The dollar is little changed this morning. Asian equities mostly show modest gains. RBA governor Lowe confirmed that the bank is prepared to ease policy further of needed and that it is reasonable to expected an extended period of low rates. The Aussie dollar is losing a few ticks (AUD/USD 0.6970 area). The ECB policy decision will be the dominant factor for global (FX) trading today. A (weak?) Ifo will be seen as confirming the need for further ECB stimulus. ECB’s Draghi is expected to prepare markets for a September rate cut and lay the groundwork for a restart of QE. Question is whether he will be soft enough to push EUR/USD below the 1.11 bottom as investors also still ponder the potential ‘reaction’ of the Fed next week. Draghi probably has to bring something ‘unexpected’ to force a break lower in EUR/USD.

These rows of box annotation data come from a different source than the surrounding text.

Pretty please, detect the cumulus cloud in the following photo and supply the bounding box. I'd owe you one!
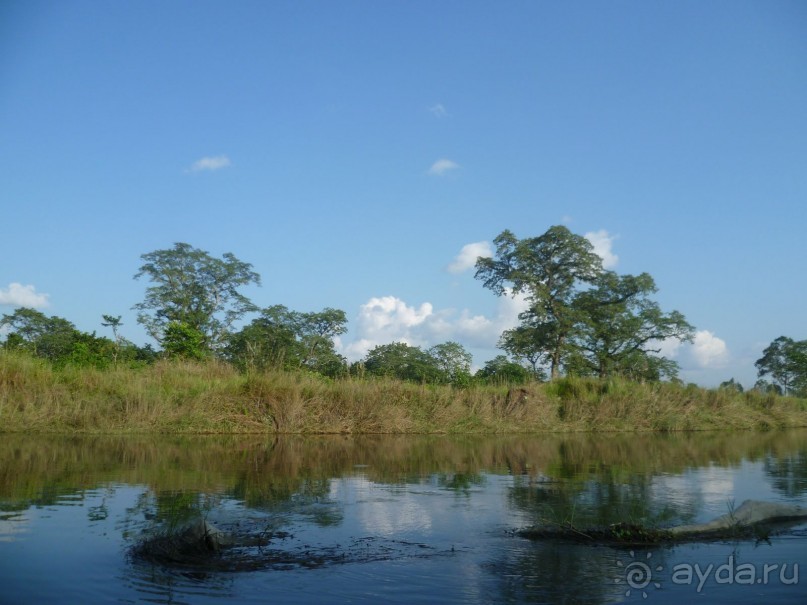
[691,330,729,368]
[583,229,619,269]
[429,158,460,176]
[448,242,493,273]
[335,296,527,361]
[188,155,231,172]
[429,103,450,118]
[0,282,48,309]
[648,338,681,359]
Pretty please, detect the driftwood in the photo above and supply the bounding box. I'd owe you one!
[669,500,807,538]
[517,500,807,546]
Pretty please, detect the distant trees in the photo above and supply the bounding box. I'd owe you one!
[475,355,542,384]
[133,243,260,355]
[0,307,153,368]
[476,226,694,380]
[361,342,471,386]
[569,271,694,381]
[222,305,347,376]
[754,336,807,397]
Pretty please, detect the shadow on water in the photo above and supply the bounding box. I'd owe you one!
[0,430,807,603]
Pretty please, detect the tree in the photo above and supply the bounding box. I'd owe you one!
[572,271,694,381]
[475,226,603,378]
[0,307,121,367]
[718,378,745,393]
[476,355,530,384]
[754,336,807,396]
[0,307,80,361]
[163,321,208,360]
[224,305,347,376]
[298,307,347,367]
[364,342,440,382]
[426,341,473,386]
[499,322,546,380]
[133,243,260,350]
[101,315,123,364]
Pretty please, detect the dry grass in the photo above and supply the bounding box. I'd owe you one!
[0,352,807,433]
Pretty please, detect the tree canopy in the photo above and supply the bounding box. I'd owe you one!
[754,336,807,397]
[476,226,694,380]
[475,226,603,378]
[133,243,260,351]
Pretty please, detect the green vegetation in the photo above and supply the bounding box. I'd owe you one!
[0,351,807,433]
[756,336,807,397]
[476,226,694,380]
[0,226,807,433]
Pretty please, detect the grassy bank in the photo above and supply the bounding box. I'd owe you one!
[0,352,807,433]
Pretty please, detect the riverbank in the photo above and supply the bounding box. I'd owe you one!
[0,352,807,434]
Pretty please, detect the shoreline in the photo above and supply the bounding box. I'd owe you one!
[0,353,807,435]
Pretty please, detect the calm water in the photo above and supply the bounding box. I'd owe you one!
[0,431,807,604]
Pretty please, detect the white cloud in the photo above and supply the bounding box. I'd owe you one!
[448,242,493,273]
[648,338,681,359]
[691,330,729,368]
[334,295,528,361]
[334,295,527,361]
[188,155,231,172]
[429,158,460,176]
[0,282,48,309]
[429,103,451,118]
[583,229,619,269]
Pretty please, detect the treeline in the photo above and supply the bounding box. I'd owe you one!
[0,226,807,396]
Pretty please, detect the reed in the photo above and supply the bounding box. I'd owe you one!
[0,351,807,433]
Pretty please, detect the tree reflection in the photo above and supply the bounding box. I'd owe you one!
[764,447,807,498]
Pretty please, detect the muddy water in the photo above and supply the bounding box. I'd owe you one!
[0,430,807,604]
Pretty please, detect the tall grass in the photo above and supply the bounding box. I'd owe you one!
[0,352,807,433]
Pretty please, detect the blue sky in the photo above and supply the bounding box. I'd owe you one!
[0,0,807,386]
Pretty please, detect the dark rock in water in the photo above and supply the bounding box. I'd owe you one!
[132,520,235,565]
[175,520,234,552]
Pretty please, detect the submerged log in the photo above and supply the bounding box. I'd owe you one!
[517,500,807,546]
[133,519,235,564]
[669,500,807,538]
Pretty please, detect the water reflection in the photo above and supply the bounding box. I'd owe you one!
[0,431,807,603]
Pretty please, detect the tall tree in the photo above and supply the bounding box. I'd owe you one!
[573,271,694,380]
[476,225,603,378]
[133,243,260,350]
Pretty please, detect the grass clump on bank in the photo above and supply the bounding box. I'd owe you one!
[0,351,807,433]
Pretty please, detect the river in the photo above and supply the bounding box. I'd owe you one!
[0,430,807,605]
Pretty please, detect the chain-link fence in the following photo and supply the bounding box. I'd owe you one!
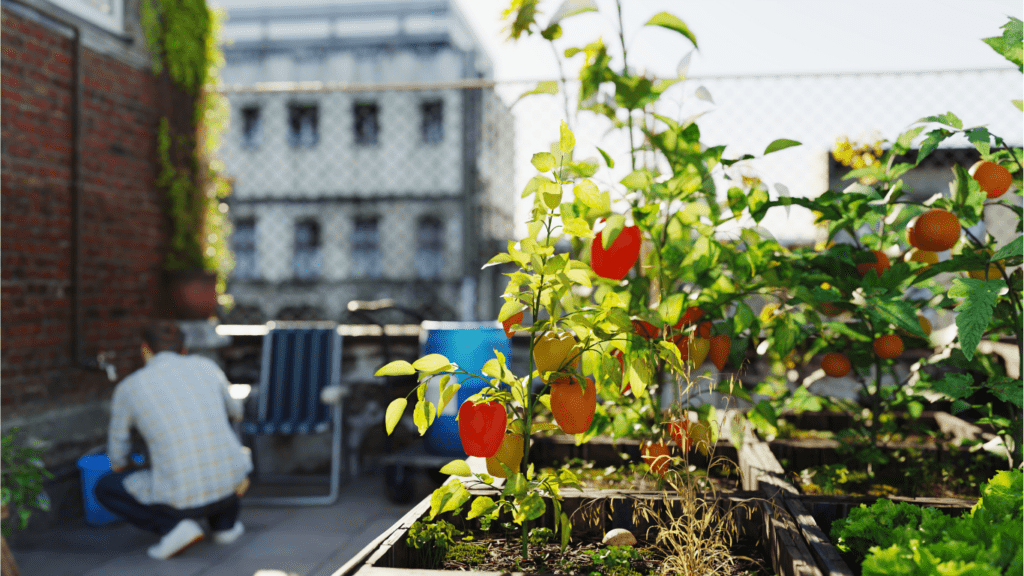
[214,70,1024,323]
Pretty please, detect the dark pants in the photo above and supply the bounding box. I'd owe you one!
[93,472,239,536]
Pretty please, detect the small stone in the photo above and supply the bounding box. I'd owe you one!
[601,528,637,546]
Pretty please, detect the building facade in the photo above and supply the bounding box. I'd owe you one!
[221,0,515,323]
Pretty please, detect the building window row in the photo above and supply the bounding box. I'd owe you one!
[231,216,444,282]
[241,100,444,148]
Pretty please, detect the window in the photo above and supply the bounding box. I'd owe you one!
[231,218,259,280]
[242,106,259,148]
[292,220,324,281]
[420,100,444,143]
[352,218,383,278]
[416,218,444,278]
[353,104,380,146]
[288,104,319,148]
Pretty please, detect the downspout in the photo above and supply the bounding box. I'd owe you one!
[71,20,84,368]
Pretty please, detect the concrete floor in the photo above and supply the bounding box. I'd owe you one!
[11,472,435,576]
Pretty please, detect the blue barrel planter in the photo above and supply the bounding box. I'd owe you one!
[420,321,512,458]
[78,454,143,526]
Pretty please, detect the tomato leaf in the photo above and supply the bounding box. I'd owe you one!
[930,374,974,400]
[991,236,1024,262]
[949,278,1007,360]
[437,382,462,410]
[644,12,697,48]
[868,297,927,338]
[620,170,651,190]
[516,80,558,101]
[413,354,452,374]
[430,478,470,520]
[558,120,575,155]
[466,496,497,520]
[384,398,409,436]
[630,358,650,397]
[529,152,555,172]
[374,360,416,377]
[765,138,803,156]
[413,400,437,436]
[440,460,473,477]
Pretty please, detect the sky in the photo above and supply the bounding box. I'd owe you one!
[209,0,1024,80]
[457,0,1024,80]
[209,0,1024,241]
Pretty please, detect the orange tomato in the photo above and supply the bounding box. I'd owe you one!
[485,431,522,478]
[968,160,1014,200]
[534,332,580,377]
[910,210,961,252]
[686,336,711,368]
[640,440,672,478]
[551,376,597,434]
[821,352,852,378]
[669,420,690,452]
[708,334,732,371]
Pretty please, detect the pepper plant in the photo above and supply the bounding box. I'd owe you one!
[378,0,798,558]
[752,18,1024,470]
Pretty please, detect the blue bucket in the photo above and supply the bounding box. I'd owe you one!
[78,454,143,526]
[420,322,512,458]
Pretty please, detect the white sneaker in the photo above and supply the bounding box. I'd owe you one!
[213,521,246,544]
[148,519,206,560]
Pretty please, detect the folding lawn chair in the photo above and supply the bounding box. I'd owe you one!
[241,323,344,505]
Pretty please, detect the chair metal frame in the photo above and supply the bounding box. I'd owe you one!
[242,323,345,506]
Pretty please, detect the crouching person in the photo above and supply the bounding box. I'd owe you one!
[95,321,253,560]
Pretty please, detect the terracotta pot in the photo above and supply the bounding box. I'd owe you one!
[168,270,217,320]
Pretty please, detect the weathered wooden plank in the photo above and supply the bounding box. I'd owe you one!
[784,497,853,576]
[761,500,822,576]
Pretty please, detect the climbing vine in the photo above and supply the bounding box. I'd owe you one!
[139,0,234,304]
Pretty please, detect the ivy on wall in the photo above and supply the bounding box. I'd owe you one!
[139,0,234,304]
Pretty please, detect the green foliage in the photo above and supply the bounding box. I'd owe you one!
[139,0,234,295]
[406,520,461,570]
[984,16,1024,72]
[583,546,643,574]
[0,428,53,536]
[831,470,1024,576]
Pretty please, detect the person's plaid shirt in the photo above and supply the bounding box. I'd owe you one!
[106,352,253,508]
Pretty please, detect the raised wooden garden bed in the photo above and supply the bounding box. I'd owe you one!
[744,412,1006,497]
[738,416,978,575]
[334,479,841,576]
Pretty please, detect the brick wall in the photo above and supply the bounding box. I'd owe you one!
[0,3,182,460]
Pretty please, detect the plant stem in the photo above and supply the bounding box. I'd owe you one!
[615,0,637,170]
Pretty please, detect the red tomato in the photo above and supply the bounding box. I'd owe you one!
[590,227,641,280]
[669,420,690,452]
[502,312,522,338]
[697,322,711,340]
[673,306,705,330]
[459,400,505,458]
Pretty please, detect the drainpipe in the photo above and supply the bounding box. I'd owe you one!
[461,50,483,321]
[71,19,85,368]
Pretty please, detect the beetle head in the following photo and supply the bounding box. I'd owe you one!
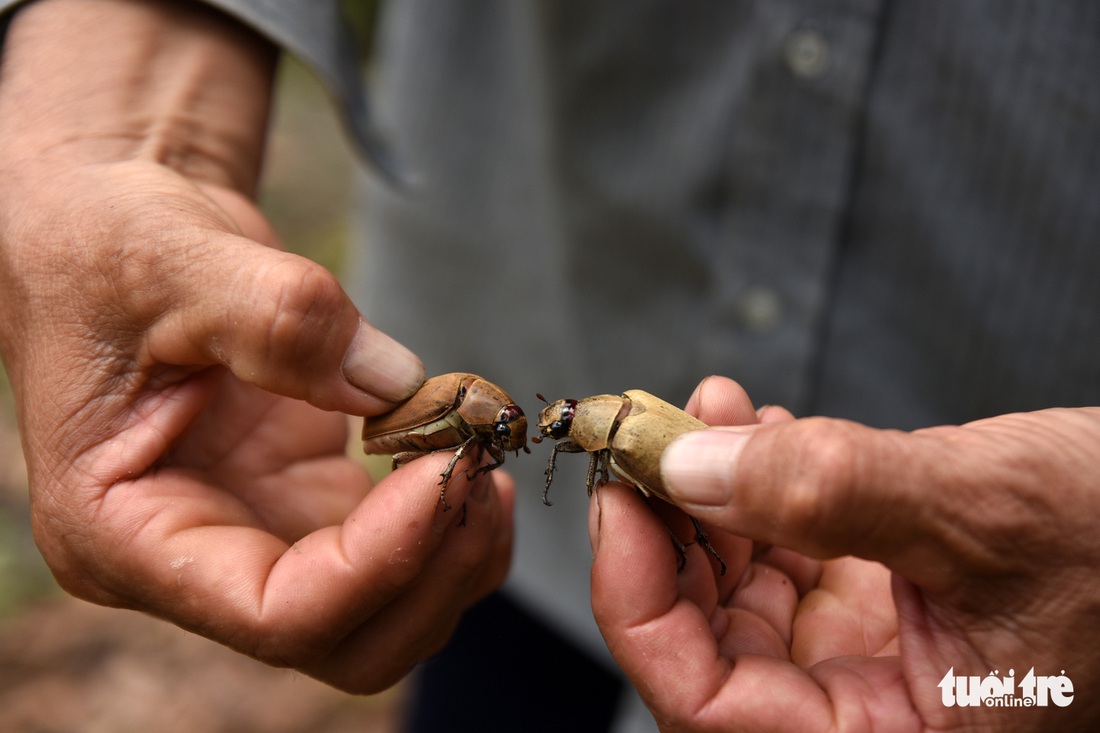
[539,400,576,440]
[493,404,531,453]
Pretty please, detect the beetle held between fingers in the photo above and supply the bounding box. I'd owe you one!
[363,372,530,511]
[532,390,726,575]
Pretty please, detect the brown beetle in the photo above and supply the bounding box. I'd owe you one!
[532,390,726,575]
[363,372,531,511]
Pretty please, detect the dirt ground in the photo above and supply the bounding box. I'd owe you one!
[0,58,409,733]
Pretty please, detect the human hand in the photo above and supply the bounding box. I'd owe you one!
[592,378,1100,731]
[0,0,513,691]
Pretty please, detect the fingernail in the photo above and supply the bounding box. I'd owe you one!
[343,320,425,402]
[661,428,752,508]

EUR/GBP drifted further away from the 0.90 mark yesterday. The move was both the result of a weak euro (poor PMI’s/ECB anticipation) and of a further reduction of sterling shorts as the ‘event risk’ of the nomination of a new PM was out of the way. Boris Johnson as expected installed a pro-Brexit Cabinet. This Cabinet will meet today and markets will look out for the priorities of the new government. Plenty of Brexit noise might resurface when the UK and the EU will meet again to solve the stalemate. It is maybe too early for investors to reinstall sterling ‘shorts’ to prepare for the rising risk of a no-deal Brexit at this time. We are neutral on sterling/EUR/USD short-term.
News Headlines
RBA governor Lowe said it is reasonable to expect low rates for an “extended period”. He added that the central bank is “strongly committed” to get CPI to its target range, reiterating that policy can be eased further if needed. The Aussie dollar dipped below AUD/USD 0.70 yesterday and extends the decline after Lowe’s comments (0.697).
Italy is mulling a €10 bn tax cut package in its budget for next year, Deputy PM Salvini said. He explained it would consist out of 2 or 3 tax reduction schemes for families to run alongside other measures for businesses.